LWJGL: Random direction thoughts

Rolling out a major version release is always an opportunity to rethink everything. Here’s a start of some random thoughts I have WRT LWJGL.

Some term definitions:
java: any JVM language
developer: a LWGL internals developer
user: programmer using LWJGL & java (and generally not doing any custom native side coding)

Choose a baseline compatibly version and nuke everything older then that.

Goals: reduce long-time developer time commitment and reduce noise presented to users.

Arguments against:

  1. It’ll break my program.
    A) No it won’t. Version 2.x will still available. Upgrade or don’t. Choosing a library isn’t some e-peen achievement system.
  2. I can’t scale my program as well to different targets.
    A) The statistically zero percent of people where this is a concern and can actually do so will have zero problem supporting both and loading the appropriate version at runtime.
  3. What about folks that want to use the old-school API as a learning tool?
    A) Version 2.x is possible, but a better solution is to use a mid to high level API instead. Programming to a graphics API basically older than the average JGO member isn’t a fantastic idea.

The thing to remember is that you don’t need to think about today…nor even when V3 is considered usable, but when you guess that more users are writing against LWJGL 3.x instead of 2.x. Personally 3.0 is probably the furthest back in history I’d think about.

Lose functionality writable in java
No reason to be in the main repo unless they are considered important to base functionality (aka support for using the low-level…but not things like look at matricies) or used internally. One or more companion libraries (hosted by LWJGL or 3-party) should cover this functionality.

I have a fair number of other ideas, but spreading them out across time probably is better than one meta-post.

I think that’s basically the entire plan of LWJGL in a nutshell, there.

Cas :slight_smile:

Is there any compatibility issue to be concerned with?

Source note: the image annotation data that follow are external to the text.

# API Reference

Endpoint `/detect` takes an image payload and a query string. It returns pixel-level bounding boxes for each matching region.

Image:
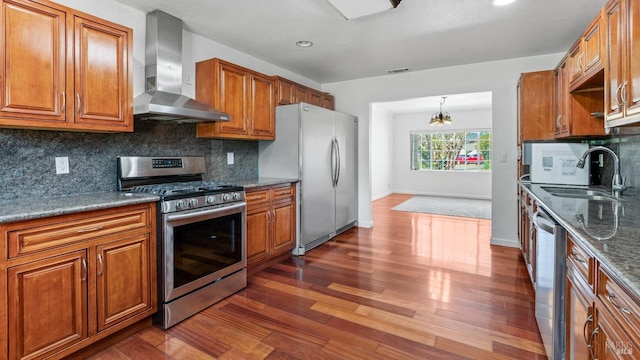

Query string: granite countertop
[228,177,300,189]
[0,177,299,224]
[520,182,640,297]
[0,191,160,223]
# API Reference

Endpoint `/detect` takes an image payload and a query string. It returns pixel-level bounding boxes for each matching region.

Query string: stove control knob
[176,200,187,210]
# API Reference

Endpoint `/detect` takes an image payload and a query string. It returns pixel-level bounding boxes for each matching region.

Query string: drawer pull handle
[78,226,104,234]
[582,315,593,344]
[587,326,600,360]
[80,259,88,281]
[98,254,104,276]
[607,292,631,315]
[571,252,587,264]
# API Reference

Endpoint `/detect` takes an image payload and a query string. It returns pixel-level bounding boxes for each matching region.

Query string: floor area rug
[393,195,491,219]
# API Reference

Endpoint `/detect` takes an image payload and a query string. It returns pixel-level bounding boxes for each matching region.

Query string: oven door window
[173,213,242,288]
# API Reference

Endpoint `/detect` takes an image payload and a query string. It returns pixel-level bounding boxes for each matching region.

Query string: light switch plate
[56,156,69,174]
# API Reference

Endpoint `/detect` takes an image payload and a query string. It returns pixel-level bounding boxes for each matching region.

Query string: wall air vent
[387,68,409,74]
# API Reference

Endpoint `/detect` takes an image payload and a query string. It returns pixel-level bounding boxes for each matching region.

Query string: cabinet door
[0,0,70,126]
[249,74,276,140]
[215,61,249,136]
[7,250,88,359]
[518,70,555,143]
[96,234,156,331]
[247,208,271,265]
[582,13,605,74]
[74,17,133,131]
[597,307,640,360]
[622,0,640,116]
[605,1,624,121]
[567,40,584,83]
[554,62,571,138]
[272,201,296,255]
[565,264,594,360]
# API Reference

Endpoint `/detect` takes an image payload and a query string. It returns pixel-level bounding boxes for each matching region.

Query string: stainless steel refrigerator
[258,103,358,255]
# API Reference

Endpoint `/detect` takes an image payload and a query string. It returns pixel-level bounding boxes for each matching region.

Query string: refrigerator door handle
[335,138,342,186]
[331,138,336,187]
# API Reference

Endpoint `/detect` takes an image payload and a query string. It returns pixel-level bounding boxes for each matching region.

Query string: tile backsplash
[590,127,640,192]
[0,121,258,200]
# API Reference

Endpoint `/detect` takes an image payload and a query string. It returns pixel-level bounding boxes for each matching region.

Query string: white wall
[322,53,564,247]
[392,109,497,199]
[371,104,395,200]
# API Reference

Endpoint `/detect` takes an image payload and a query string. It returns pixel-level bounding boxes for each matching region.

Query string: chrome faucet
[576,146,627,197]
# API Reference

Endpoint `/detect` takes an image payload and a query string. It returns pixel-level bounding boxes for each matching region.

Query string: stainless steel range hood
[133,10,231,123]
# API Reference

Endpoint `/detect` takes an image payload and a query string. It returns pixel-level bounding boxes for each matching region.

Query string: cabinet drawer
[596,267,640,340]
[245,189,271,207]
[567,235,594,285]
[273,185,295,200]
[7,206,151,258]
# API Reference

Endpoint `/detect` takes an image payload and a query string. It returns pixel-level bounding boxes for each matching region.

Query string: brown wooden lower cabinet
[0,204,157,359]
[246,183,296,275]
[565,261,595,359]
[565,232,640,360]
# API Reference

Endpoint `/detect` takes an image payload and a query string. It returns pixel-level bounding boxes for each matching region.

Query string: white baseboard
[371,191,394,201]
[391,190,491,200]
[491,237,520,248]
[358,220,373,229]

Ie… if i want to support both Mac and Windows will i be able to use the same LWJGL version ?

(May not be an issue but thought i would ask)

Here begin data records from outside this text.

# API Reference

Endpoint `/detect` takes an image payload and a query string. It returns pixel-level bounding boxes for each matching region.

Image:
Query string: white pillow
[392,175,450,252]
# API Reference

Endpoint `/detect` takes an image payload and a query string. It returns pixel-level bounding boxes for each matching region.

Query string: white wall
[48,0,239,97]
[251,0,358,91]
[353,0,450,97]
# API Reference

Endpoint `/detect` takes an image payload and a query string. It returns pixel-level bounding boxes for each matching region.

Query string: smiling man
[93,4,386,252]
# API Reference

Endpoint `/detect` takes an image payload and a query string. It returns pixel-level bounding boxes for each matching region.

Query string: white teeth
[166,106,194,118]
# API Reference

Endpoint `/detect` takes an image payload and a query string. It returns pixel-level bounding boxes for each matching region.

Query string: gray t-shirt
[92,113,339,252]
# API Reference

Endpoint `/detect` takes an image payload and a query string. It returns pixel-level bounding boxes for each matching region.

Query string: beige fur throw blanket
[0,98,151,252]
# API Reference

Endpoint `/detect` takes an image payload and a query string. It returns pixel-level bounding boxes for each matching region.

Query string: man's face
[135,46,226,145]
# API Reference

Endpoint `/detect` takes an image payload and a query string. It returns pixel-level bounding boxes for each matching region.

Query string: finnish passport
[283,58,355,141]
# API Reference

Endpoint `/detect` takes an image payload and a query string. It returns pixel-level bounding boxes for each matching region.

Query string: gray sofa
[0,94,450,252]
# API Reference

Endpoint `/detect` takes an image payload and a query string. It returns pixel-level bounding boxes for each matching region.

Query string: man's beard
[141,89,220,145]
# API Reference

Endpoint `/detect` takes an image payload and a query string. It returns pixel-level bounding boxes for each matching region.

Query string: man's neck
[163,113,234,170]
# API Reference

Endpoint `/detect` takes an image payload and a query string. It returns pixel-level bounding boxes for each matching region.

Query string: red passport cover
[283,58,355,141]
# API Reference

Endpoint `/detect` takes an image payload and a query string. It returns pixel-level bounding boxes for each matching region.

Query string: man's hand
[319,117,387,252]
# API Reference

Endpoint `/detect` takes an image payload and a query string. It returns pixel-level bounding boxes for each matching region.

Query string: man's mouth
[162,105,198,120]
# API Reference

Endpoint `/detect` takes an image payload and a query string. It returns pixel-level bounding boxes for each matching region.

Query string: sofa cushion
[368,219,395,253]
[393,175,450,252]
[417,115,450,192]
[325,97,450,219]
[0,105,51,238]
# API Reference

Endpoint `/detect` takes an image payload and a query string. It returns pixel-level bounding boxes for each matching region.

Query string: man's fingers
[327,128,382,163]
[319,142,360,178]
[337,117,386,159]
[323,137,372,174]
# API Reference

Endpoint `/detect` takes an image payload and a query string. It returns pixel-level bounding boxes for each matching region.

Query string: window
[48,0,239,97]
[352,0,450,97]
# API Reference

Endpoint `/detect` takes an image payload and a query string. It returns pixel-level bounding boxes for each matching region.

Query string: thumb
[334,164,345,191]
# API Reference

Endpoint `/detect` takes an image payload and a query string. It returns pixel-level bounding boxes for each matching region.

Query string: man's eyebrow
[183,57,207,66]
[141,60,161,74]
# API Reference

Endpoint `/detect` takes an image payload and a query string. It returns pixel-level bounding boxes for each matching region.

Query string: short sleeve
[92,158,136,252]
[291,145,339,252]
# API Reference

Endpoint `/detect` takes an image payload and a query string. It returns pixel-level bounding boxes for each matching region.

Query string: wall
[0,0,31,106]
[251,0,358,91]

Windows, mac and linux all with the same version = yes.

@Cas: Well then: that’s awesome. I fully endorse the basic plan.

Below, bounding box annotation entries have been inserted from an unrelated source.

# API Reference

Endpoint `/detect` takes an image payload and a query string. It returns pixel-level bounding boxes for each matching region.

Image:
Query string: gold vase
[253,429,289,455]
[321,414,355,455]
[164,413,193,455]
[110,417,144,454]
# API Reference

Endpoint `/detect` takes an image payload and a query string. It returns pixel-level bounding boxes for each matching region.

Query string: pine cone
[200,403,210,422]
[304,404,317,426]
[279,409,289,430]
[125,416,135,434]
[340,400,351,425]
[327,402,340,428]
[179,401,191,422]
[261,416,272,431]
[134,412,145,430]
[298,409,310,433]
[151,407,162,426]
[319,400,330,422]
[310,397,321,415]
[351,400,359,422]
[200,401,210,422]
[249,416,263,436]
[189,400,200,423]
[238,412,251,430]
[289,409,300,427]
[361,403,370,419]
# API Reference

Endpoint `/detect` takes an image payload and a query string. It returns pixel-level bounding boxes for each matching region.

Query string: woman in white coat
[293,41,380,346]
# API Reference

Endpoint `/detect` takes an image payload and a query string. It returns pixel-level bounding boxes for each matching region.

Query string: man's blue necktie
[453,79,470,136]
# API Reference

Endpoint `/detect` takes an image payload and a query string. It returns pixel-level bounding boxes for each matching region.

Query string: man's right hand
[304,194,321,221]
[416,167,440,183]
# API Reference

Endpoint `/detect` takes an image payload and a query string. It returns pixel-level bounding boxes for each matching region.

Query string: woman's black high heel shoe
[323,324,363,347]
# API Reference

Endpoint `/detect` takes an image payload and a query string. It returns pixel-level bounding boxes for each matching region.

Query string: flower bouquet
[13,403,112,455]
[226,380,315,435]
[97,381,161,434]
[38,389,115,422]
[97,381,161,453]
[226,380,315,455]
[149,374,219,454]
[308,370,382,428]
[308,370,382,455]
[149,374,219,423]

Next batch are along the same lines, but a step away from basic GL/AL/CL support and on to some useful things for “user” in “java” (say defs as above) + LWJGL.

Expose some hardware information

  1. Number of physical processors. Being able to know both the number of logical and physical processor is useful (aka more or less required). Example for determining a number of threads to have active per timeslice.

  2. A limited number of hardware supported CPU opcode queries. From a user perspective the only ones worth knowing about are those that there is both: a java equivalent method call AND that method call is a JVM intrinsic. If both of these aren’t true then there’s nothing in java that the user can do with the information. This list is currently very small (This is base on an early version of 7…I need to recheck the intrinsic list at some point. This old list is here):

leading zero count, trailing zero count, population count and byteswap.

Trivial example:


isPowerOfTwo(int x)
{
  // Compiler will drop the dead code
  if (CPUInfo.hasBitCount)
    return Integer.bitCount(x) == 1;   // two opcodes if support...many if not.

  // isolate low bit, if same as input and not zero then true
  return (x & -x) == x && x != 0;      
}

Counter examples include: SIMD operations: not exposed in java so no point. Atomic increment: there are method calls but they are (currently) not intrinsic.

Some others might be of interest to developers since they could use that information and they could potentially expose a method via JNI.

  1. Size of caches and the lengths of cache-lines. Since java is runtime compiled this would allow building cache-aware data-structures.

(EDIT: my example was checking for LZC where it should have been checking POPCOUNT…doh!)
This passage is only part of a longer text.